Alternative fund firms should be on high alert for cyber threats. The big banks have effectively steeled themselves against attacks, so the thieves are going after the next tier of financial firms—the ones who move large amounts of money in and out of bank accounts.
That was the central message from the panel on Cyber Threats, Fraud, and Cloud Computing at the Managed Funds Association MFA West conference in Los Angeles on March 7 and 8. Security professionals from large financial institutions, fund compliance officers, and a special agent from the FBI were on the panel.

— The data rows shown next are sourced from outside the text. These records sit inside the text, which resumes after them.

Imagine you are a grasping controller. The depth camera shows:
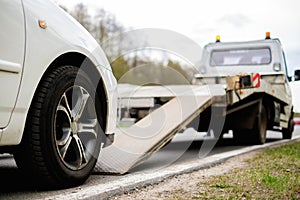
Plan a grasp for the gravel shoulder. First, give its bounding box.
[110,151,260,200]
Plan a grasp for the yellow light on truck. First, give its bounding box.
[266,32,271,40]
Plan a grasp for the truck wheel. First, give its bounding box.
[253,105,268,144]
[14,66,103,188]
[282,117,294,139]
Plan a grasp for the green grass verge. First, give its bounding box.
[171,142,300,199]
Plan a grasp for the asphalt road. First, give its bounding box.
[0,126,300,200]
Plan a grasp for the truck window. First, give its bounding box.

According to the FBI, the world’s largest banks are spending as much as $1 billion per year on cyber defenses, making themselves virtually impenetrable. As a result, attackers are targeting asset and fund managers as conduits into the banking system. Fund firms are vulnerable to material losses and severe reputational damage in a successful breach.
So what should fund managers be doing to mitigate their vulnerabilities? While several defensive technologies are available, the human factor is the weakest link in the cybersecurity chain. Email “phishing” and social engineering are still the most prevalent and effective attack methods despite many highly publicized incidents. These are techniques used to deceive employees into clicking on attachments or links that launch malware or to steal credentials that allow entry into a firm’s network. Effective training to prevent your staff from falling prey to such deception is the essential first line of defense. Ironically, high-level executives are often prime victims of social engineering because they have not been as well trained as staff members to recognize fraudulent behavior.

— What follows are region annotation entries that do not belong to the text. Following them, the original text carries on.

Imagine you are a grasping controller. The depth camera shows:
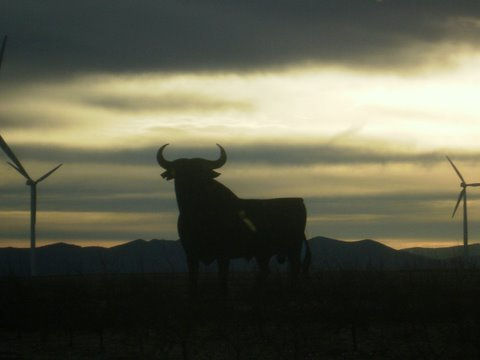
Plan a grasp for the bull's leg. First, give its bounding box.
[288,248,301,286]
[256,256,270,286]
[187,255,199,296]
[217,258,230,295]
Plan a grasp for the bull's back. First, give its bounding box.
[240,198,307,235]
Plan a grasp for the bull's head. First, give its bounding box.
[157,144,227,180]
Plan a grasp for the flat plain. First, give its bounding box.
[0,268,480,359]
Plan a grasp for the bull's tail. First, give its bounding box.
[302,237,312,276]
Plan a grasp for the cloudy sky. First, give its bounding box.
[0,0,480,248]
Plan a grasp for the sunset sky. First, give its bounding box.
[0,0,480,248]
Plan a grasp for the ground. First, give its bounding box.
[0,269,480,359]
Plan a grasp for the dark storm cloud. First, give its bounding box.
[6,143,480,166]
[83,93,253,112]
[0,0,480,79]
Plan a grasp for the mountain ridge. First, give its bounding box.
[0,236,444,276]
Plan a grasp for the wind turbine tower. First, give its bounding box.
[447,156,480,259]
[0,36,62,276]
[0,135,62,276]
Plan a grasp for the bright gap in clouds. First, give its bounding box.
[0,53,480,247]
[0,52,480,148]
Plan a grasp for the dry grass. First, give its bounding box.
[0,270,480,359]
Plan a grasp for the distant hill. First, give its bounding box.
[402,244,480,260]
[309,236,440,270]
[0,236,442,276]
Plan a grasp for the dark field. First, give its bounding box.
[0,270,480,359]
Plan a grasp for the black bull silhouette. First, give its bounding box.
[157,144,311,288]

Fund managers are also vulnerable through their service providers, the panel noted. It is essential to assess prospective service providers’ security posture during due diligence, and contracts should explicitly require vendors to notify your firm if they are breached. Firms and vendors using large, brand-name public cloud providers may be lulled into a false sense of security, when in fact those providers take responsibility for securing only their own infrastructure and services. Users are responsible for securing their own data and applications running in public cloud environments. It’s important to understand precisely where the provider’s responsibility ends and yours begins.
Private clouds are another matter. Outsourcing providers that host applications in their own private cloud instances will likely assume greater responsibility for security. However, fund managers should monitor them regularly to ensure they are keeping their end of the bargain, with periodic audits to prove it.

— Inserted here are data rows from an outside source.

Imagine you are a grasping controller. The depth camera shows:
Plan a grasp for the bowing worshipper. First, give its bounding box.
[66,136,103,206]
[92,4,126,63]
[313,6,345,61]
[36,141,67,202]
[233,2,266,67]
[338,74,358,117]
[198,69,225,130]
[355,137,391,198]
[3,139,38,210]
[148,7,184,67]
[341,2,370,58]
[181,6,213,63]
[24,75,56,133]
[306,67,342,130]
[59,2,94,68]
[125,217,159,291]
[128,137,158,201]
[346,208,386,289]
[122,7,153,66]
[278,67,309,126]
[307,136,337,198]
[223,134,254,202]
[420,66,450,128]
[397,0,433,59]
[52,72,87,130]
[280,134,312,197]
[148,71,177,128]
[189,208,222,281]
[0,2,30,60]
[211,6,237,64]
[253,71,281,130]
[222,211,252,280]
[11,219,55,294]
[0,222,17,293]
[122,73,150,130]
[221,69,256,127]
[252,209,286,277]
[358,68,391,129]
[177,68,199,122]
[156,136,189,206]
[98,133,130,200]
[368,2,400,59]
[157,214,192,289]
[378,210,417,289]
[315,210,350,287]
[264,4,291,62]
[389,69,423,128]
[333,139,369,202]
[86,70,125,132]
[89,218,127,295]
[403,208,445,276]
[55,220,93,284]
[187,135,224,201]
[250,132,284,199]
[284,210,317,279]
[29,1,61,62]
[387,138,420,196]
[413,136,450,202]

Because of the heightened regulatory scrutiny on cybersecurity, fund managers are often reluctant to report breaches for fear of being sanctioned for weak controls. The FBI says this is a mistake. The bureau does not have any regulatory role, nor is it obligated to report incidents to any other agency. The FBI’s sole concerns are catching the perpetrators and making the victims whole. The FBI boasts a fairly impressive 82% cyber theft recovery rate. Do not hesitate to report a breach to the FBI. And don’t delay—given how fast money can move to offshore accounts, the first 48 hours are critical.
The FBI suggests checking out its Internet Crime Complaint Center for tips and to familiarize yourself with the incident reporting process to get ahead of potential attacks.